Continuing with Awesome Authors, today I get to interview the multifaceted Melissa Bowersock. Another cool author I’ve had the good fortune to meet because of Indies Unlimited, Melissa has quite a resumé (from her bio):Melissa_Bowersock

Melissa Bowersock is an eclectic, award-winning writer who turns her hand to any kind of story that moves her: contemporary, western, fantasy, romance, action/adventure, spiritual, satire or biography. She has written ten novels and one non-fiction and has been both traditionally published and self-published. She also writes under the name of Amber Flame, and she is a certified hypnotherapist. She thrives in the Sonoran desert of Southern Arizona with her husband and an Airedale terrier.

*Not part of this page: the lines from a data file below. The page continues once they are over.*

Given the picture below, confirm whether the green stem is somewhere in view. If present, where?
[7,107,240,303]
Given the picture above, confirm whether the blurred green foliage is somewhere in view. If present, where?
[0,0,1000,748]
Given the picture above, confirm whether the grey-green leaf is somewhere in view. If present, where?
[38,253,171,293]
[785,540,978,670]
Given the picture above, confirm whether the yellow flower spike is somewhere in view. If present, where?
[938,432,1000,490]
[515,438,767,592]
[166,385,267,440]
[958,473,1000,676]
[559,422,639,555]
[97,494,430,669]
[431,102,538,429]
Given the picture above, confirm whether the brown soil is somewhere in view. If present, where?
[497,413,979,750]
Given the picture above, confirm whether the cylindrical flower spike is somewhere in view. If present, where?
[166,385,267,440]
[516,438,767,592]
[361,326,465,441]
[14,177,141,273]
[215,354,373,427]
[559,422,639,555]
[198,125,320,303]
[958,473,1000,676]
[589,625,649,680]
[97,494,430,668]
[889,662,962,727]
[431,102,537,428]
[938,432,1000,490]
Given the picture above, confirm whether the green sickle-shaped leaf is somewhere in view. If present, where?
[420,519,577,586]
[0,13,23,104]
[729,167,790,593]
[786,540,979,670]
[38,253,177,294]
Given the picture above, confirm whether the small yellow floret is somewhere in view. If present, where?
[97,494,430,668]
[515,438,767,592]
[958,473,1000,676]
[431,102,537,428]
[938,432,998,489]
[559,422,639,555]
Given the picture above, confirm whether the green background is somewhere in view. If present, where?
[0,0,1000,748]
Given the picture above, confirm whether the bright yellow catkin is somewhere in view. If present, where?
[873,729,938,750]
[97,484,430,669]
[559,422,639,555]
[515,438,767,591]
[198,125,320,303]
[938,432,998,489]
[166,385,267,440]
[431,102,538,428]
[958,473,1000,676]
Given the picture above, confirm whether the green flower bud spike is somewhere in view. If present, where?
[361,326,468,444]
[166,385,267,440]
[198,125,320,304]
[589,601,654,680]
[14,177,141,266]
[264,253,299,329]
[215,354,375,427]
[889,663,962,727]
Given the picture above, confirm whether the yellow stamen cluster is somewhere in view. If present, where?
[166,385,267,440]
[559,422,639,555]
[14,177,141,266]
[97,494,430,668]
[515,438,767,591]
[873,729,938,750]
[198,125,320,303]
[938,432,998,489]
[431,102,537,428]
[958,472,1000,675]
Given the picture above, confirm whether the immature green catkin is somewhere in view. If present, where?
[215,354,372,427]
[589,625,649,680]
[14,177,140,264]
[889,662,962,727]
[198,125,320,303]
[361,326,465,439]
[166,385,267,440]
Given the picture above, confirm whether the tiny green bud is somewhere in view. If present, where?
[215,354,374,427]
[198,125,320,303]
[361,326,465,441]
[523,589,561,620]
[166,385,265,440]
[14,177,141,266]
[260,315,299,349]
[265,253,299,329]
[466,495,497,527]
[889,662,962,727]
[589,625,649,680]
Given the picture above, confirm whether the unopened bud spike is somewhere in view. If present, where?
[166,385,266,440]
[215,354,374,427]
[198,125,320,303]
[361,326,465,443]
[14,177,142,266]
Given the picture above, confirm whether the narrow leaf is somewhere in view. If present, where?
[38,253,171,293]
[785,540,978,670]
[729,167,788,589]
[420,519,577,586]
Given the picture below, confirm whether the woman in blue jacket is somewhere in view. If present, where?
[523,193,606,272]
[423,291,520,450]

D: Hi Melissa! Thanks so much for being here. I’m curious: why did you decide to become a writer?

M: Actually I think you’ve got the question backward; I never chose to be a writer—writing chose me. I’ve been writing since I was five and there was never a question about should I/shouldn’t I, never a question about can I/can’t I. I just always have. I wrote my first novel at 12 (about a girl and a horse, kind of an equine Old Yeller), and had a sequel sketched out but never wrote that one. After graduating high school, dropping out of college and getting married, working and raising kids, THEN I got back to writing again and it’s been non-stop ever since. I have often thought that if anyone suggested I not write, it would be tantamount to suggesting I cut both arms off at the shoulders. Not gonna happen.

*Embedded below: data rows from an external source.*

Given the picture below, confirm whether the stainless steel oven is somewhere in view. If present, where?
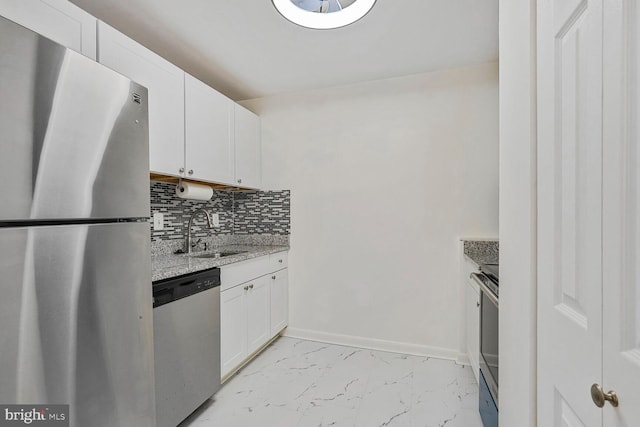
[472,264,500,427]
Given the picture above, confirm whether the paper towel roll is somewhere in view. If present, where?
[176,182,213,200]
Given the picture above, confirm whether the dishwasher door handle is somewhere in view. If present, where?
[469,273,500,307]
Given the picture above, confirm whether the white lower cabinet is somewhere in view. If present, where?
[220,286,247,377]
[243,276,271,354]
[269,268,289,336]
[465,279,480,380]
[220,253,289,378]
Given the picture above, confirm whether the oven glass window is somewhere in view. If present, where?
[480,292,498,384]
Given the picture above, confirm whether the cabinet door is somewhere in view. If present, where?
[220,285,247,377]
[234,104,262,188]
[98,22,184,176]
[270,268,289,337]
[0,0,96,60]
[184,73,234,185]
[466,280,480,382]
[247,276,271,354]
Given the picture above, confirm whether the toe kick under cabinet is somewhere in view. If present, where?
[220,252,289,380]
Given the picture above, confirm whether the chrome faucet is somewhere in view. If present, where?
[186,208,213,254]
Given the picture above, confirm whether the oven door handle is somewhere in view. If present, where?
[469,273,500,307]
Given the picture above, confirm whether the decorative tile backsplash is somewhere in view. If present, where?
[149,181,291,241]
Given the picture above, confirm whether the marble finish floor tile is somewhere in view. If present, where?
[180,337,482,427]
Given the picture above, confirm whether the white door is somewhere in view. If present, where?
[269,268,289,337]
[247,276,271,354]
[234,104,262,188]
[220,285,247,377]
[538,0,603,427]
[98,22,184,176]
[600,0,640,427]
[184,73,235,185]
[0,0,96,60]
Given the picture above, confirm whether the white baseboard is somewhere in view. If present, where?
[282,327,469,365]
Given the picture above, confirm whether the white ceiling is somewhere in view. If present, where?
[71,0,498,101]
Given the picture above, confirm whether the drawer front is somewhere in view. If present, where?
[220,255,273,291]
[269,252,289,272]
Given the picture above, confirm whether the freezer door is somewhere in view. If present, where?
[0,17,149,223]
[0,223,155,427]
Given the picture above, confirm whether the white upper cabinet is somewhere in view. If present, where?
[234,104,262,189]
[98,22,185,176]
[184,73,235,185]
[0,0,96,60]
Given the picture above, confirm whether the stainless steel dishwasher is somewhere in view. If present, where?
[153,268,220,427]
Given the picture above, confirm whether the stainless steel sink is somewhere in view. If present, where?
[191,251,247,258]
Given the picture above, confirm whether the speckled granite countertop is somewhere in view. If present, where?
[151,245,289,282]
[463,239,500,265]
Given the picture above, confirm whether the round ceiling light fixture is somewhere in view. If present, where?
[272,0,376,30]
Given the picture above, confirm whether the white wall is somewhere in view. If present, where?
[499,0,537,427]
[244,63,498,358]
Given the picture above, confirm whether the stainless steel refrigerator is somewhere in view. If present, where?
[0,17,155,427]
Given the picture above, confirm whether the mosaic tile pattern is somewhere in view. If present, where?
[464,240,500,264]
[149,181,290,242]
[233,190,291,235]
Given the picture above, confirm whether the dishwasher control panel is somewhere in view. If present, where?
[153,268,220,308]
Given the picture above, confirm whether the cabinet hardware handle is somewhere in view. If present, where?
[591,384,618,408]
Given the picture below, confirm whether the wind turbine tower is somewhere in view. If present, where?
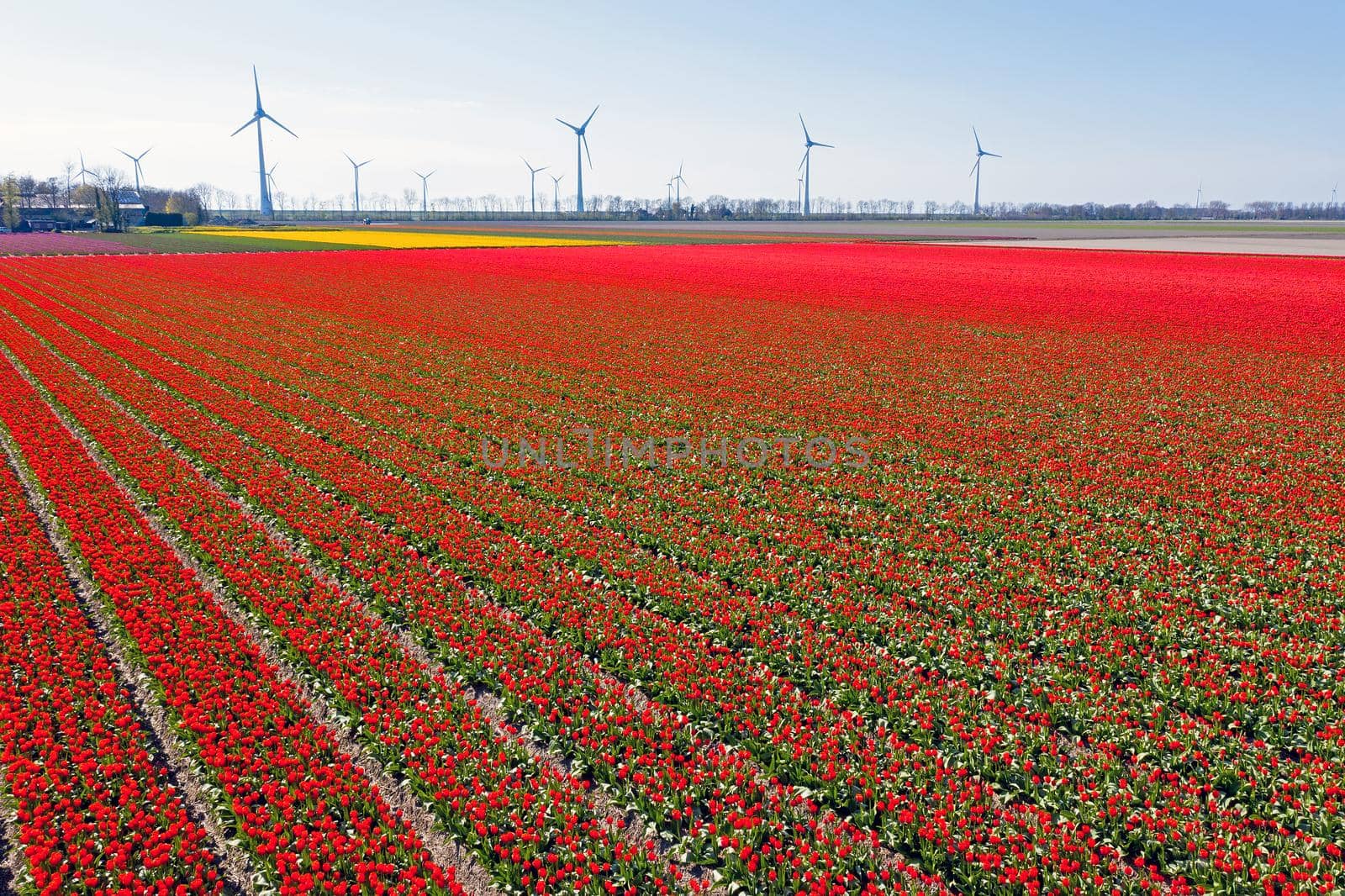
[229,66,298,218]
[520,158,548,215]
[551,175,565,215]
[971,128,1004,215]
[341,152,372,215]
[799,113,836,213]
[266,161,285,211]
[412,168,439,219]
[672,161,686,206]
[79,150,98,187]
[556,106,599,213]
[117,146,153,197]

 D: Can you tell me a little bit about your latest book?

 M: My latest, Stone’s Ghost, is a contemporary ghost story about the friendship between a living man and a female ghost. Here’s the blurb:

 Bowersock_book_coverMatthew Stone doesn’t believe in ghosts … until he meets one.  He owns a successful business in Lake Havasu, Arizona, home to the famed London Bridge that was brought over stone by stone and rebuilt over the Colorado River. He has a gorgeous girlfriend, a doting mother, and more money than he needs, but no time for stories about the ghosts who were transplanted from England with the famed bridge. When a chance encounter with a female ghost leads to unexpected friendship, Matt and the ghost are forced to rely on each other as they confront the pasts that haunt them.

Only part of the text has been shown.